La soledad en ese lugar es extraña. El río y el cielo están lejos, cruzados por el vacío de la autopista, de a ráfagas llega el olor de la Sugarosa, un matadero que bordea la autopista. El viento envuelve a los autos y es lo único que se siente con fuerza. Los monoblocks del Fonavi son laberínticos, abarcan varias manzanas y con el paso del tiempo se fueron volviendo peligrosos por el desembarco de la droga en sus pasillos.

Mi tío abuelo, el Ciriaco, también vivió mucho después en uno de los departamentos del Fonavi, a dos o tres edificios de distancia de la Tuti; si había que subir escaleras o no, no sé, lo que sé es que en el pulmón de estos edificios había unos tableros gigantes de cemento que resguardaban la energía o las bombas de agua, algo así, y que estaban prohibidas, no se podían tocar, pero que era lindo subirse, escalarlos, ver el mundo desde esa superficie que te elevaba del resto.

El departamento del Ciriaco era increíble. El Ciriaco vivía como un rey mendigo. Con el departamento desordenado, nos recibía en shorts y fumaba. Era solo, su esposa había muerto, no tenía hijos, y desde entonces pasaba los días así, entre el bingo y la pizza de las siete de la tarde, porque para el Ciriaco, según papá que le imitaba la voz gruesa y rasposa de whisky y cigarrillo, “la pizza se come a las siete de la tarde”. Comía en la Santa María, una pizzería tradicional de la zona sur, y después cruzaba San Martín, en la cuadra de enfrente, y se metía al club Calzada a jugar al bingo de noche.
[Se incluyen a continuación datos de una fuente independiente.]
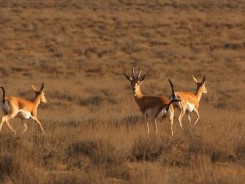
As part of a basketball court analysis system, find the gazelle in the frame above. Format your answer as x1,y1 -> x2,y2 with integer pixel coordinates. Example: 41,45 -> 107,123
0,83 -> 47,134
170,76 -> 208,128
124,67 -> 180,136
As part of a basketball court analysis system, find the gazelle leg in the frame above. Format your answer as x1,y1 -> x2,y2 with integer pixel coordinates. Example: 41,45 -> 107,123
6,120 -> 16,134
22,120 -> 28,134
194,108 -> 200,125
178,109 -> 185,129
33,117 -> 46,135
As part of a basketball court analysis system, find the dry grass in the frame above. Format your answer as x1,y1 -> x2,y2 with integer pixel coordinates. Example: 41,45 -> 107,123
0,0 -> 245,184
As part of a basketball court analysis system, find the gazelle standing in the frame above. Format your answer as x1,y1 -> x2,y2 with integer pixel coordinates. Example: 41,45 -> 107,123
0,83 -> 47,134
124,67 -> 180,136
170,76 -> 208,128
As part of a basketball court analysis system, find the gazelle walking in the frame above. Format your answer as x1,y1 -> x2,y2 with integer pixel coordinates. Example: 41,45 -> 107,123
170,76 -> 208,128
0,83 -> 47,134
124,67 -> 180,136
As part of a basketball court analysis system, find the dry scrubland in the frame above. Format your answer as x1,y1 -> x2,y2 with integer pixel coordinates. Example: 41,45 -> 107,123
0,0 -> 245,184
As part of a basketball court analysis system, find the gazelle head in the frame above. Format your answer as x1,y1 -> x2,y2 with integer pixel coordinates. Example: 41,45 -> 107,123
31,83 -> 47,103
124,67 -> 146,95
192,75 -> 208,94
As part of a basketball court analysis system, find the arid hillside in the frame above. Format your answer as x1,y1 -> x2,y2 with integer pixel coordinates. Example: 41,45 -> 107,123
0,0 -> 245,184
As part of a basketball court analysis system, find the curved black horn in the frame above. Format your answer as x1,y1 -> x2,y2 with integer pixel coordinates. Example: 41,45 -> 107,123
132,66 -> 135,78
168,79 -> 175,97
137,67 -> 141,78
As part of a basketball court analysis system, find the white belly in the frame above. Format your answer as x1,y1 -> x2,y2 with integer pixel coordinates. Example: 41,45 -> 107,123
186,103 -> 195,112
19,110 -> 31,119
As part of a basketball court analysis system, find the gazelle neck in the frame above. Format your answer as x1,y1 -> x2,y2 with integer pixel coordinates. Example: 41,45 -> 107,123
33,95 -> 41,108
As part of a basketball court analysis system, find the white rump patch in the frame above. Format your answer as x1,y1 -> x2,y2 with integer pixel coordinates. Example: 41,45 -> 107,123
19,110 -> 31,119
157,107 -> 167,118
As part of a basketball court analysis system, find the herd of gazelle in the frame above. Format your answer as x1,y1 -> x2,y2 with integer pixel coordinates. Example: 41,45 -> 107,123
0,67 -> 207,136
124,67 -> 207,136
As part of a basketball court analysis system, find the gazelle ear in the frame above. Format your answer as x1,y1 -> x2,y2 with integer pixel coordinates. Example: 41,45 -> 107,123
31,84 -> 38,92
124,73 -> 133,81
192,75 -> 198,83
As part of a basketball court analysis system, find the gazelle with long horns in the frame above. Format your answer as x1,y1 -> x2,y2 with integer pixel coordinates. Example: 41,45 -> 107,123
0,83 -> 47,134
170,76 -> 208,128
124,67 -> 180,136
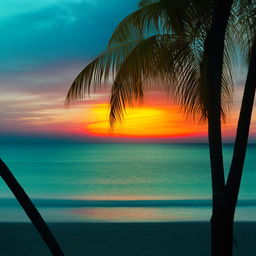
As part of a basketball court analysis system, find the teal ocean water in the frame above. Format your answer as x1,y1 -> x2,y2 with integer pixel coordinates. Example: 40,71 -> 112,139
0,143 -> 256,222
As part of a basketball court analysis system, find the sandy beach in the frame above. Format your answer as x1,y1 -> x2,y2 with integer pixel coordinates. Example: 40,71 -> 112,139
0,222 -> 256,256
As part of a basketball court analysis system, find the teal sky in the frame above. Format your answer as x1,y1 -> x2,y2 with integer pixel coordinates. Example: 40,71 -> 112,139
0,0 -> 256,142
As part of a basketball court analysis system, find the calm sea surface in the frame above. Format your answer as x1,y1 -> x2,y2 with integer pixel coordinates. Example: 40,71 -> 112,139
0,144 -> 256,222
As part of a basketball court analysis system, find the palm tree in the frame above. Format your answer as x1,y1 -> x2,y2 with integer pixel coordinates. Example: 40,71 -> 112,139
0,159 -> 64,256
67,0 -> 255,256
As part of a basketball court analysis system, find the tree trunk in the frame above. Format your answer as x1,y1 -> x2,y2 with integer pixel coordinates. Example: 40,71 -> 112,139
202,0 -> 233,256
226,42 -> 256,215
211,214 -> 233,256
0,159 -> 64,256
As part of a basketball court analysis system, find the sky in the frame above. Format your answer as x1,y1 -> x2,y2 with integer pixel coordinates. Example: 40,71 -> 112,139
0,0 -> 256,142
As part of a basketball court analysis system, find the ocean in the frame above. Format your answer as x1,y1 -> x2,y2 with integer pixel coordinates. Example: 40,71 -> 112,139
0,143 -> 256,222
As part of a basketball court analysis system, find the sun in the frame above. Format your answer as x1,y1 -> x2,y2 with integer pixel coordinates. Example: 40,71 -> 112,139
86,103 -> 205,138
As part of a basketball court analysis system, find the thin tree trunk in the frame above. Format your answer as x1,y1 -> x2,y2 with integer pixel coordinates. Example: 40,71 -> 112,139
204,0 -> 233,256
225,42 -> 256,224
0,159 -> 64,256
211,48 -> 256,256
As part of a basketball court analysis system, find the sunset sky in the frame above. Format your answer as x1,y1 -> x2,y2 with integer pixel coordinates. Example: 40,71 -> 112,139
0,0 -> 256,142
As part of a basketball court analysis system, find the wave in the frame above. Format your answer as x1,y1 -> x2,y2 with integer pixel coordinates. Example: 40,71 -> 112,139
0,198 -> 256,208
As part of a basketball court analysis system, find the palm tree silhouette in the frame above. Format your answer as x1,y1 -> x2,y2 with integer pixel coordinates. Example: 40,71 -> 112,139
0,159 -> 64,256
66,0 -> 256,256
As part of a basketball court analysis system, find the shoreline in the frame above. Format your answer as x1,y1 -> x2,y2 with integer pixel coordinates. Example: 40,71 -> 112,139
0,222 -> 256,256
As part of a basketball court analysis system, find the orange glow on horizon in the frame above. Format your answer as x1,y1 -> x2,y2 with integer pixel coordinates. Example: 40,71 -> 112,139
86,103 -> 206,138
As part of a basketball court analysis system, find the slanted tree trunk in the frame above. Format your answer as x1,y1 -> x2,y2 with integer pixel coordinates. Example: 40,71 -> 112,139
0,159 -> 64,256
203,0 -> 233,256
211,47 -> 256,256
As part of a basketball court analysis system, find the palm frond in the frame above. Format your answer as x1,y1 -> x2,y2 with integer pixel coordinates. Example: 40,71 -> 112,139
66,41 -> 142,104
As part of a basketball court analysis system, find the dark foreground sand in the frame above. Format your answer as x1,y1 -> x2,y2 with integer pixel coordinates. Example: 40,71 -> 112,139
0,222 -> 256,256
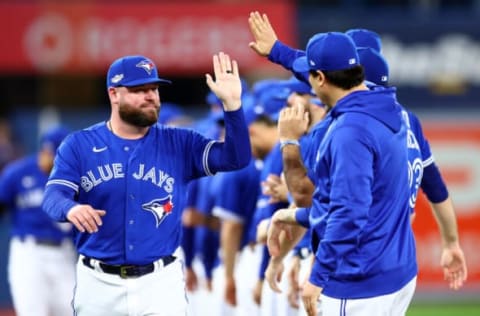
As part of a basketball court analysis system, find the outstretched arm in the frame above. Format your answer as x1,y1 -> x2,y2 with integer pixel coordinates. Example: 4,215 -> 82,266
431,197 -> 468,290
206,52 -> 252,174
248,11 -> 308,83
278,104 -> 314,207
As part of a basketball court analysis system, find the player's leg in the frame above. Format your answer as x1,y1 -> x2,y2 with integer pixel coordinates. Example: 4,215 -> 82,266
138,259 -> 188,316
73,256 -> 130,316
391,277 -> 417,315
235,246 -> 262,316
45,242 -> 76,316
321,278 -> 416,316
8,237 -> 48,316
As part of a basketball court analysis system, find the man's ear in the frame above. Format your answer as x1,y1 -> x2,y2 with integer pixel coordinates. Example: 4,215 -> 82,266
317,70 -> 327,87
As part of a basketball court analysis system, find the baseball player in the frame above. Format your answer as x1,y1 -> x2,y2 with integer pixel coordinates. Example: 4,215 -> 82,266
0,127 -> 76,316
43,52 -> 251,316
249,12 -> 467,298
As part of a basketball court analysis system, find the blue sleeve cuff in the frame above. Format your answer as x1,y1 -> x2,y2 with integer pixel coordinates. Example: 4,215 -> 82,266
208,108 -> 252,173
295,207 -> 310,228
420,163 -> 448,203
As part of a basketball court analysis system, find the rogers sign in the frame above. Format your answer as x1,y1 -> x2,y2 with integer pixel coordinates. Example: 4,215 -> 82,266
0,2 -> 296,74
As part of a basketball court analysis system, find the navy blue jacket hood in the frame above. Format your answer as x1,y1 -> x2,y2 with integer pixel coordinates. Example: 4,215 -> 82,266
332,86 -> 402,133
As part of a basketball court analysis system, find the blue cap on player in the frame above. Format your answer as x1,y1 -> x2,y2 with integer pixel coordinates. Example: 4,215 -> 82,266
345,29 -> 382,52
107,55 -> 171,89
357,47 -> 389,86
40,126 -> 70,153
293,32 -> 359,73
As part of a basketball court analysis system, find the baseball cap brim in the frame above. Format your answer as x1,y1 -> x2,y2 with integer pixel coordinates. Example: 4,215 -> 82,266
121,78 -> 172,87
292,56 -> 310,72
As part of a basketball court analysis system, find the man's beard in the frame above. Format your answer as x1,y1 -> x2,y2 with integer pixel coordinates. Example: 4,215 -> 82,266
118,104 -> 159,127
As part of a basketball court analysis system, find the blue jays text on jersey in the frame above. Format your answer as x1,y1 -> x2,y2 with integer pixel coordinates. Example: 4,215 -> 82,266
80,163 -> 175,193
43,109 -> 251,264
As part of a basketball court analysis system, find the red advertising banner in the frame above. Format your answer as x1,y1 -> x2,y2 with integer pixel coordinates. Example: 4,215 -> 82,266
0,1 -> 296,75
413,121 -> 480,291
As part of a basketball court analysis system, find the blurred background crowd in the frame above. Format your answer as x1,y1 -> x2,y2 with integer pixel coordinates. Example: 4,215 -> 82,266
0,0 -> 480,314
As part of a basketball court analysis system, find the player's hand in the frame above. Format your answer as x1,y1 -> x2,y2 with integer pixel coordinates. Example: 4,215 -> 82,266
248,11 -> 278,56
252,279 -> 263,306
206,52 -> 242,111
261,173 -> 288,203
440,242 -> 468,290
257,218 -> 270,244
185,267 -> 198,292
287,256 -> 300,308
278,103 -> 309,140
205,278 -> 213,293
302,282 -> 322,316
67,204 -> 107,234
267,208 -> 297,257
225,277 -> 237,306
265,257 -> 284,293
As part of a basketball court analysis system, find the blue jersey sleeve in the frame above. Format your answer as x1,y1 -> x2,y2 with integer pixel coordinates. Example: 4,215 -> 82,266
311,127 -> 374,286
420,163 -> 448,203
205,109 -> 252,174
268,40 -> 309,83
408,112 -> 448,203
42,134 -> 81,221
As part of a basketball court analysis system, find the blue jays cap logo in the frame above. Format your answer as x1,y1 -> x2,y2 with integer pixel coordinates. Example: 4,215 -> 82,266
142,195 -> 173,228
135,60 -> 155,75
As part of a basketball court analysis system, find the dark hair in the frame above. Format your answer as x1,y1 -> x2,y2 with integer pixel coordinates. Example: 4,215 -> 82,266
310,65 -> 365,90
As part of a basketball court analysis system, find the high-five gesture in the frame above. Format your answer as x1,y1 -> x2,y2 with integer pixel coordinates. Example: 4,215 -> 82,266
206,52 -> 242,111
248,11 -> 277,56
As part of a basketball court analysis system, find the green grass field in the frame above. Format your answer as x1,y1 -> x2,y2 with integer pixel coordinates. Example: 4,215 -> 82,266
407,298 -> 480,316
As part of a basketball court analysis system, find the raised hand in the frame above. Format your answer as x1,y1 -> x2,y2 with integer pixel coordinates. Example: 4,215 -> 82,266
205,52 -> 242,111
265,257 -> 284,293
278,103 -> 309,140
67,204 -> 106,234
248,11 -> 278,56
440,243 -> 468,290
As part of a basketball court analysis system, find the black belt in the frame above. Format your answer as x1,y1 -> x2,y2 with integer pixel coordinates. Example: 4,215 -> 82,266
82,255 -> 176,278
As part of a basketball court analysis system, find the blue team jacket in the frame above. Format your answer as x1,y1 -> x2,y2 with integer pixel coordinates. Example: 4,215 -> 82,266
310,88 -> 417,298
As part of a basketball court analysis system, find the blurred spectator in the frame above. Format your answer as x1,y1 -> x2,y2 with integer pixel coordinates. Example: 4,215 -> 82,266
0,119 -> 22,170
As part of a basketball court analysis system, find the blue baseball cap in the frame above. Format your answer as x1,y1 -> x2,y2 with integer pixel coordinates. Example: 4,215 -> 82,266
107,55 -> 171,89
345,29 -> 382,52
40,126 -> 70,153
293,32 -> 359,73
357,47 -> 389,86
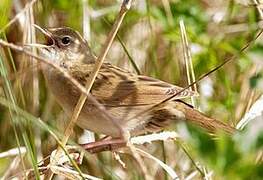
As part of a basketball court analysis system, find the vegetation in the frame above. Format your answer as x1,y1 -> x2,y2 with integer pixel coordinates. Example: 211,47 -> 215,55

Cuentan que yo no me quedaba quieto cuando íbamos a comer a la Santa María, me metía abajo de las mesas de la gente que estaba comiendo, iba de acá para allá, un desastre; entonces se turnaban para comer y vigilarme. Una vez el mozo nos tomó el pedido y yo dije que quería “pizza con ensalada de queso”. Después de su muerte, se estrenó la película Ilusión de movimiento, dirigida por Héctor Molina, única película del director hasta la fecha, en la que el Ciriaco participó como extra. La peli se filmó en la ciudad. El Ciriaco tomaba un café con otros viejos que hablaban, no tenía una línea de guión memorable, o sí, pero seguro que no era importante a la trama. Al final de la escena, salía del bar con un sobretodo, con la misma cara de abuelo Hugo pero más arrugada, las líneas de expresión duras.

En las paredes de su departamento tenía colgada una bota de vino española y un adorno, hecho con una rodaja de árbol barnizada que decía: “Bienvenidos a mi buhardilla”; ¿por qué la casa del Ciriaco era una buhardilla y qué quería decir “buhardilla”? Sobre un mueblecito, al fondo del comedor, juntaba porquerías que me gustaba revolver. Abuelo Hugo, papá, le decían que no me dejara llevarme sus cosas, pero el Ciriaco no me decía nada y yo arrasaba con lo que encontraba. ¿Qué cosas me habré llevado de la casa del Ciriaco? El placer que me daba no se comparaba con nada, porque no había nada que pudiera reemplazarlas. Lo peor es que no sé qué cosas serían, seguramente soldaditos, juguetes chiquitos, monedas, cosas así, cosas que para alguien que recién llega al mundo parecen venidas de otro planeta.